How to compress this ?

Just starting out? Need help? Post your questions and find answers here.
Olli
Addict
Addict
Posts: 1200
Joined: Wed May 27, 2020 12:26 pm

How to compress this ?

Post by Olli »

This code gives a numbers list, I want to compress.
I would like to reach 2 bits per number. This seems crazy, but there are lots of identical values, lots of small curves, and lots of periodic patterns. This example runs to 10000 numbers, but the compression algo has to go to 400000000, that allows us to get a 100 megabytes sized binary file containing all the 32 bits sized prime numbers.
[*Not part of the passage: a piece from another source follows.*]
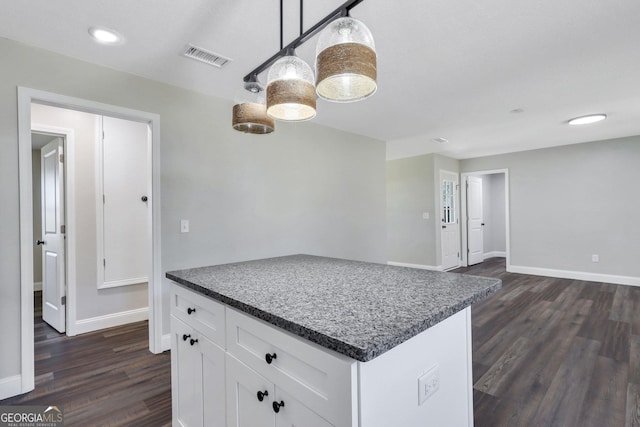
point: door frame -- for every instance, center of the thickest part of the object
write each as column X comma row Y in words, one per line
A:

(each number gives a gap between two consecutives prime numbers, so each number gives indirectly - and very quickly - a prime number greater or equal to 5)

Code: Select all

n = 5
ff = 1
For i = 1 To 10000
 n0 = n
 Repeat
  n + 1
  sqn = Sqr(n)
  isp = 1
  For j = 2 To sqn
   If n % j = 0
    isp = 0
    Break
   EndIf
  Next
 Until isp
 gap = n
 gap - n0
 gap / 2
 tmp = gap
 g2 = 0
 While tmp
  tmp - ff
  g2 + 1
  ff ! %11
 Wend
 Debug Space(g2) + Str(g2)
Next
User avatar
netmaestro
PureBasic Bullfrog
PureBasic Bullfrog
Posts: 8451
Joined: Wed Jul 06, 2005 5:42 am
Location: Fort Nelson, BC, Canada

Re: How to compress this ?

Post by netmaestro »

2 bits per number isn't possible.
BERESHEIT
Olli
Addict
Addict
Posts: 1200
Joined: Wed May 27, 2020 12:26 pm

Re: How to compress this ?

Post by Olli »

netmaestro wrote: Tue Oct 04, 2022 12:32 am 2 bits per number isn't possible.
Your answer implies that you know how to store a good bunch of prime numbers with 7 bits per number!
User avatar
jacdelad
Addict
Addict
Posts: 1993
Joined: Wed Feb 03, 2021 12:46 pm
Location: Riesa

Re: How to compress this ?

Post by jacdelad »

Come on, Olli, with two bits you can distinguish 4 numbers. With 7 bits you have 128. You basically want to get all prime numbers up to #MaxLong. The result is less than #MaxLong, but to store the exact value you still need a long. You could try to put all relevant values into a row and compress them with some known algorithm, some are built in. But it won't work in any other way, unless you find a way to store more than one bit in one bit.
Good morning, that's a nice tnetennba!

PureBasic 6.21/Windows 11 x64/Ryzen 7900X/32GB RAM/3TB SSD
Synology DS1821+/DX517, 130.9TB+50.8TB+2TB SSD
User avatar
NicTheQuick
Addict
Addict
Posts: 1504
Joined: Sun Jun 22, 2003 7:43 pm
Location: Germany, Saarbrücken
Contact:

Re: How to compress this ?

Post by NicTheQuick »

I guess your code itself is the best compression for this. To decompress the list, just compile and run it. :wink:
The english grammar is freeware, you can use it freely - But it's not Open Source, i.e. you can not change it or publish it in altered way.
Olli
Addict
Addict
Posts: 1200
Joined: Wed May 27, 2020 12:26 pm

Re: How to compress this ?

Post by Olli »

NicTheQuick wrote:To decompress the list[...]
If I find the time, I will add the code to decompress it on the head of the subject, with the 1st code.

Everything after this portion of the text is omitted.